Edric snapped at one of his men, who descended to tend to the solicitor. Then he put his arm around Edywn and said, "Come, we'll have meade and meat, and talk it over."
The old man limped, and Edwyn indicted the chair. His hand was swat down again, and so they walked, slowly, into the great hall.
Once Edwyn had drank away the road's dust, and they were on their own, the father narrowed his eyes in suspicion and asked, "Who's the peasant, really?"
"He's not my lover, if that's what you really ask," Edwyn said, grinning as he sopped the juice of the meat with his honey-wheat bread.
The old man cackled lasciviously and said, "I didn't think so, he looks like a crumpled page in my grandfather's ledger."
"Father, it saddens me you think me so shallow. Looks are not all, surely."
"Nonsense. But what's he for?"
"Tir is a solicitor, Father. From Minas Tirith. He's been charged with bringing uniformity to the King of Men's laws."
"Ah, that catastrophe. Won't make old Elf-Stone any friends in this part of the world. What have you to do with it?"
"I shall make a friend of Tir. I believe I'm well on my way."
"Are you? To what end?"
Edwyn shrugged, a casual soft thing. "I believe I shall cause the justice in my heart to fill his pages."
The old man frowned, inspecting his son. Then he chuckled. "Well, that should be something to see, should I live long enough! My son shall have all to rule, a bright shadow behind the great high throne! I wondered what your will might be, for this world, and when you'd set about ordering it all. But it's good of you to come home first, and sup with an old man."
"Tir has another occupation, a small matter I'd put to rights in a western fife. I've lost someone, Father. A lord. He rode off to hunt Orcs, and never returned, but I fear I lost him well before that, only I'm not quite sure when."

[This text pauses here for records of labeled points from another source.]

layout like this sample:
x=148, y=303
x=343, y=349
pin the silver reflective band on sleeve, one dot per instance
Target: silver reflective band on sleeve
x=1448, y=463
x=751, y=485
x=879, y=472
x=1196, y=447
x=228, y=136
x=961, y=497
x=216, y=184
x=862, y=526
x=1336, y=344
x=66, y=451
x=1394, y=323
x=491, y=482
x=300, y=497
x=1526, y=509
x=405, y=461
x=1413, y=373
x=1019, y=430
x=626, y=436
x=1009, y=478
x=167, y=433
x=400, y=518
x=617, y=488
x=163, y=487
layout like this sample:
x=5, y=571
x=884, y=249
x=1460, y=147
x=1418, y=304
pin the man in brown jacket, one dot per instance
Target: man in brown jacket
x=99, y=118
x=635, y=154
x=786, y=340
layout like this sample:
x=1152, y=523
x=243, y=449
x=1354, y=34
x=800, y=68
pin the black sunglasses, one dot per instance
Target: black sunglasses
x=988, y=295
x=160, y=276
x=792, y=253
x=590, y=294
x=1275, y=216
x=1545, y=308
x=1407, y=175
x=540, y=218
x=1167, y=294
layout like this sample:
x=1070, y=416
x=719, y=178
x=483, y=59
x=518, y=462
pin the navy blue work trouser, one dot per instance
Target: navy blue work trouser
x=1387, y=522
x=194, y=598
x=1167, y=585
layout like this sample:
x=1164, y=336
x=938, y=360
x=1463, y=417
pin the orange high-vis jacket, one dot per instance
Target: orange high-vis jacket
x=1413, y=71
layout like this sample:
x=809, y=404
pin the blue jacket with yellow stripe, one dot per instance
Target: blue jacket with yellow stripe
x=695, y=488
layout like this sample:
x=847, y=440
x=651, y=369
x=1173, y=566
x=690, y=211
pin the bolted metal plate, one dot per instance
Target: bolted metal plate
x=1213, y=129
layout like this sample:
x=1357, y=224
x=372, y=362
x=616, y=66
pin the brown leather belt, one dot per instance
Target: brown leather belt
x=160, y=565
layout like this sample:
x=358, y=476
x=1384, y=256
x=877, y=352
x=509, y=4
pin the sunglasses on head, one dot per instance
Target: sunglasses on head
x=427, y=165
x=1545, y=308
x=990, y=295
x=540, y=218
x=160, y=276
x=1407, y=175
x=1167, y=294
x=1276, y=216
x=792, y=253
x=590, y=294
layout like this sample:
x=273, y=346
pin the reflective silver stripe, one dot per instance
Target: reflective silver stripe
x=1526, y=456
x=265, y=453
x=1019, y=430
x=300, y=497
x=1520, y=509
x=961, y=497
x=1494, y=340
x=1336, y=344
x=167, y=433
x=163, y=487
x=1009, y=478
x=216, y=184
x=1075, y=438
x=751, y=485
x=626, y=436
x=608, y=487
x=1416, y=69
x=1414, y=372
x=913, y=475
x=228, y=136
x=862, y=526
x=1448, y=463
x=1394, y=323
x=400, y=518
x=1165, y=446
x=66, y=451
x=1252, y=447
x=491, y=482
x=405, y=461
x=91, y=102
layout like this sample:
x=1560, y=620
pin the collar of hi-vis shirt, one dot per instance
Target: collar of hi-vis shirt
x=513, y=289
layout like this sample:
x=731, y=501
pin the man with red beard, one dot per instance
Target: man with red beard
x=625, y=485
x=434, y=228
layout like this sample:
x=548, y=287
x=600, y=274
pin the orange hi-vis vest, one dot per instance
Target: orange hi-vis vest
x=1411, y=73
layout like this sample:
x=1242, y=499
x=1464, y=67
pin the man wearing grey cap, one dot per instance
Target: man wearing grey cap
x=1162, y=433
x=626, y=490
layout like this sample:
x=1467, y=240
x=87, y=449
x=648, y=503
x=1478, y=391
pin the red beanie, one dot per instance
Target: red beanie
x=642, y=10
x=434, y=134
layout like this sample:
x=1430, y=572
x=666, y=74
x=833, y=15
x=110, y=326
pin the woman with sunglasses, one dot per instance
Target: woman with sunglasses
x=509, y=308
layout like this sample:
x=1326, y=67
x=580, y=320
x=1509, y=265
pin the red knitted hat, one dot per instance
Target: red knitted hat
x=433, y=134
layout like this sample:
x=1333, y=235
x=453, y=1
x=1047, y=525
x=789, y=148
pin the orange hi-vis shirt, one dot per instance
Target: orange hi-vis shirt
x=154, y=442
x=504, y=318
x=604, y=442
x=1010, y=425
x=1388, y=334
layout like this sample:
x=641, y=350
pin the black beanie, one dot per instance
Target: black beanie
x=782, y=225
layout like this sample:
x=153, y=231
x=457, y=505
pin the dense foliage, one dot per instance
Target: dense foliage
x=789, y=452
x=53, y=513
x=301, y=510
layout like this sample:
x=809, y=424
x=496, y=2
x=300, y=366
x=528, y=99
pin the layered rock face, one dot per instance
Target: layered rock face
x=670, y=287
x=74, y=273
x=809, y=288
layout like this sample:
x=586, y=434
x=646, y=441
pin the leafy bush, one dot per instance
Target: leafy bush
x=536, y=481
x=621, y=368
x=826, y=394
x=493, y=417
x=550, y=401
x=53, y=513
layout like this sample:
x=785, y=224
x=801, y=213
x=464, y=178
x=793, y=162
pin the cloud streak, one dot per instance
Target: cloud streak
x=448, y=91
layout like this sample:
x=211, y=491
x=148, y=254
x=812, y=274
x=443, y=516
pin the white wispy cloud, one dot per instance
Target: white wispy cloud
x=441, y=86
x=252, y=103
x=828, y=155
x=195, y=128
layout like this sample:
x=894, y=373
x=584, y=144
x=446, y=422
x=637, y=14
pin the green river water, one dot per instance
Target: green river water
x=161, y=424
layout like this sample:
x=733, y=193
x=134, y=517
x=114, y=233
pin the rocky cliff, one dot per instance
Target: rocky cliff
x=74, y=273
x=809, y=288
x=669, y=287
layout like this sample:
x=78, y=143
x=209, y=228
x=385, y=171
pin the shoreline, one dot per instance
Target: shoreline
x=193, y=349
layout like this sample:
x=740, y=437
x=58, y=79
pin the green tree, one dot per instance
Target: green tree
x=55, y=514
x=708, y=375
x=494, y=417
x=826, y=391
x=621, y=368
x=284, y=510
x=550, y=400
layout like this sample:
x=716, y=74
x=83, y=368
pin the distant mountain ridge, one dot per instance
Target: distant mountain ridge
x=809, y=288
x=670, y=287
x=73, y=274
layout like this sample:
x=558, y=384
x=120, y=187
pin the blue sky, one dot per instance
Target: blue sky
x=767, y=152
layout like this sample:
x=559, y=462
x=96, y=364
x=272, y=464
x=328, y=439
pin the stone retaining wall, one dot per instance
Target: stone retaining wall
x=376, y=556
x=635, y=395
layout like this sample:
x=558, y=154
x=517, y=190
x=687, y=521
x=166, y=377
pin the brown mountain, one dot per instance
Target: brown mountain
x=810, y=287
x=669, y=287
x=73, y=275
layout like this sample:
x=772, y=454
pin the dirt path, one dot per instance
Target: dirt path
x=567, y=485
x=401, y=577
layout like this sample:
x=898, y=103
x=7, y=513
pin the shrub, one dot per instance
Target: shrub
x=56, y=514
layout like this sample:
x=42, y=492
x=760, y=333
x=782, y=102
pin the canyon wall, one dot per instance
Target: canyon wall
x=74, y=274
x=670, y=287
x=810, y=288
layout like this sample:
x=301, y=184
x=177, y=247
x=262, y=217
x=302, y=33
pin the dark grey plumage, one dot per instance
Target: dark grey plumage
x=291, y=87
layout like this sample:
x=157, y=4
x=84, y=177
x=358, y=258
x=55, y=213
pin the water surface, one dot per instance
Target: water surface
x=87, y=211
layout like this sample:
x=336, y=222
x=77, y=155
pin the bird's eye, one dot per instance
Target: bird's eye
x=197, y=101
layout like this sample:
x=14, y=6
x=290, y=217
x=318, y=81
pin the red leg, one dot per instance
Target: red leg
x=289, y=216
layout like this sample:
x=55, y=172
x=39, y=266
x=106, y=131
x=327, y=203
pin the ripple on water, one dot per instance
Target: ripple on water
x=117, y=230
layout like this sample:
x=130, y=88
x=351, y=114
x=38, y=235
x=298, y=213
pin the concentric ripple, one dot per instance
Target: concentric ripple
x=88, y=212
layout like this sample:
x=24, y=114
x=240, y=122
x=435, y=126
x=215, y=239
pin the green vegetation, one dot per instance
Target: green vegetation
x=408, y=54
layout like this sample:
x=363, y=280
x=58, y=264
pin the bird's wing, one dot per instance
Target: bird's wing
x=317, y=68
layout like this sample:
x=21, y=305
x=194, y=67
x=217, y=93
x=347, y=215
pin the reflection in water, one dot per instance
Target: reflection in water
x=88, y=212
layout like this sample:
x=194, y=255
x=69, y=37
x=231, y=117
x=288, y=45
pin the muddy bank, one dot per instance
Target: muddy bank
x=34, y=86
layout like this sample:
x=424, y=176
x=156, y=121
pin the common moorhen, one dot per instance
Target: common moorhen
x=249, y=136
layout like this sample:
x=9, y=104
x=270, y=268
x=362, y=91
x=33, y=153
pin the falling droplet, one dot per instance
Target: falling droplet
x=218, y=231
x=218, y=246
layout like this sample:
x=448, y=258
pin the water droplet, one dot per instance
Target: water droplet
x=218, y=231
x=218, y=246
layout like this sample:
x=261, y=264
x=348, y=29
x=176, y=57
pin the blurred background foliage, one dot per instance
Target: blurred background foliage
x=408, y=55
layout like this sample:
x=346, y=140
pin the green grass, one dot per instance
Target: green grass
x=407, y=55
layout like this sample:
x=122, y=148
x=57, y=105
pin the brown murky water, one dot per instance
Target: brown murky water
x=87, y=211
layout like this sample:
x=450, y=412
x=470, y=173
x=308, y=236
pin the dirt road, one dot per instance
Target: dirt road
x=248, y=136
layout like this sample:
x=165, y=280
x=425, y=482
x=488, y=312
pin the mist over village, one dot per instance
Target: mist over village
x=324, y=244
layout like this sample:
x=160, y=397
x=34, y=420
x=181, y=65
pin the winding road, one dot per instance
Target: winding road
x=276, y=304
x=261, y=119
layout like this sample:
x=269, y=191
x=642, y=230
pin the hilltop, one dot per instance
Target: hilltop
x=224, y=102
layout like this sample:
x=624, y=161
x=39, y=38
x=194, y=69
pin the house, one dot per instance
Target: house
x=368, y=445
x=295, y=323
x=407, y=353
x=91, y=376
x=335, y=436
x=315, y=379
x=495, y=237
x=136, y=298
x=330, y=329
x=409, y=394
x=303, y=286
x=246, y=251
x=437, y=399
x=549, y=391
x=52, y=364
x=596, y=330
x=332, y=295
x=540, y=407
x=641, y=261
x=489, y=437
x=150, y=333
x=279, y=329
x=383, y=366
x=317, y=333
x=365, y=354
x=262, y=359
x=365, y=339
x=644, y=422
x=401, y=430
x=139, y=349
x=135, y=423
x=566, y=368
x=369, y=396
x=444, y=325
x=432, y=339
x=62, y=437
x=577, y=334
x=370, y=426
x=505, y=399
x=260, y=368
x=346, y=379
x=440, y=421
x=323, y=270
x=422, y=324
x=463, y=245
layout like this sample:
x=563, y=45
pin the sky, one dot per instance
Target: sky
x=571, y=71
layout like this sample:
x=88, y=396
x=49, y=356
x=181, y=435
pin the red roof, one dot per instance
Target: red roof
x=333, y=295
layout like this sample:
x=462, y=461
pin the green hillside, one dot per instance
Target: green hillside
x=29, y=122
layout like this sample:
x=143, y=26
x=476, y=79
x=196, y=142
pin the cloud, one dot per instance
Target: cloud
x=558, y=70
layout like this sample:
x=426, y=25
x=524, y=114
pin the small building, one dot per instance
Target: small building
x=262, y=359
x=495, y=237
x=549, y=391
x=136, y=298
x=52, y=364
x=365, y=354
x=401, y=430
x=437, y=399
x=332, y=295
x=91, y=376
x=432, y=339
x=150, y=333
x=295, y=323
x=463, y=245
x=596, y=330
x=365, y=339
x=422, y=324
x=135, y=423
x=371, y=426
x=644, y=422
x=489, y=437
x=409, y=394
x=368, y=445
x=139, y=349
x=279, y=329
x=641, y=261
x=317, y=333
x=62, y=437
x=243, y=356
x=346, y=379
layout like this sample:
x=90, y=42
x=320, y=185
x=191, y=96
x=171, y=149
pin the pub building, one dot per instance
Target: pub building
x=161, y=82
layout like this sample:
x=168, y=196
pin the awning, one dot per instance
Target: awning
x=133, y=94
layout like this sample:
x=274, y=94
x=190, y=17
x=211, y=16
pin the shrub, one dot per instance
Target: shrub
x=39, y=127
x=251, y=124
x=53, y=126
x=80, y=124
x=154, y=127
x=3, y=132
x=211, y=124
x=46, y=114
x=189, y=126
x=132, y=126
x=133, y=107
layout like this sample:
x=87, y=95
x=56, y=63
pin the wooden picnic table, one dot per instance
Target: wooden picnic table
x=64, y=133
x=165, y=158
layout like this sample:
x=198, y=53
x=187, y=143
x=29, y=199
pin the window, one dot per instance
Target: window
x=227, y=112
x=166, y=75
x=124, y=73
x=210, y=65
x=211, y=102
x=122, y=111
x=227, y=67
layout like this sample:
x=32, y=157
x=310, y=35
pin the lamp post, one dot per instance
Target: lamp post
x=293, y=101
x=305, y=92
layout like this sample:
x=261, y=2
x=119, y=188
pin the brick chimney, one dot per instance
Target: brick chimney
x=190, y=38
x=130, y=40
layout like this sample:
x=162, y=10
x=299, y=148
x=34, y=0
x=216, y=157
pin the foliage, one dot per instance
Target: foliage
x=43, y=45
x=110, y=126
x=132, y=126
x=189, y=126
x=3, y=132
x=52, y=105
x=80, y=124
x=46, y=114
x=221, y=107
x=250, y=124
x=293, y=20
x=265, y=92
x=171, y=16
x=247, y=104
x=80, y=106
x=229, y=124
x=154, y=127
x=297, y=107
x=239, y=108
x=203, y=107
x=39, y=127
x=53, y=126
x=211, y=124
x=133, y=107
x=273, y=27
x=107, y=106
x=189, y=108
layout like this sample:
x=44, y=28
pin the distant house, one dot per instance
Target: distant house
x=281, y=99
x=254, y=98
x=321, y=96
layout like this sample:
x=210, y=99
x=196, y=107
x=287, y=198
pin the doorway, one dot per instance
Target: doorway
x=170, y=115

"Onward, then," the father counselled.
"Aye," Edwyn said, softly. "But I would see justice for the man's wife. The in-laws are wretched and want to throw her off the land. We've gotten an order signed in Edoras prohibiting it for three years, but the level of… the miserable nature of these in-laws, the petty meanness…"
"You long for a show when you return to present the order, to give heart to the poor widow. And to piss in the eyes of someone who's spoken impudently towards you, perhaps?"
"You have it exactly, Father."
"Well, we can do a show well enough, though many of our own have gone off on these Orc-hunting adventures. A dozen knights?"
"I'd thought two dozen."
"Why not?"
"Thank you," Edwyn said, raising the gilt-and-horn meade vessel. A brush of sadness colored his voice as he said, "I fear this must be done soon, Father, and the ride is long…"
"It shouldn't need more than a few days' doing, and then you're off. But you'll be back before too long, Edwyn. Prepare yourself."
Edwyn recoiled, protesting, "I see no shades upon you, my lord!"
"Hush, boy. I reach the end of my ride, and a fine ride it's been. Don't waste tears on an old man whose time has come. I shall pass the reins to you. Since you've a care for widows, look after your little sister and her boy, and rule this land well and wisely. If you'll but swear to that, I can die in peace."
Had it been a month prior, Edwyn would have felt himself buried alive. But he knew what he was for, now. It had all come together, in a common tavern in Minas Tirith. He didn't fear it, and no idleness nor youthful pleasures could detour him from it. He rose from the table, and knelt before his father, raising his steepled hands above his head. He did not allow the tears in his heart to touch his eyes. The father, groaning and straining, pushed himself up to his full height, grasped the son's hands in his own, and took the ancient oath from Edwyn's lips.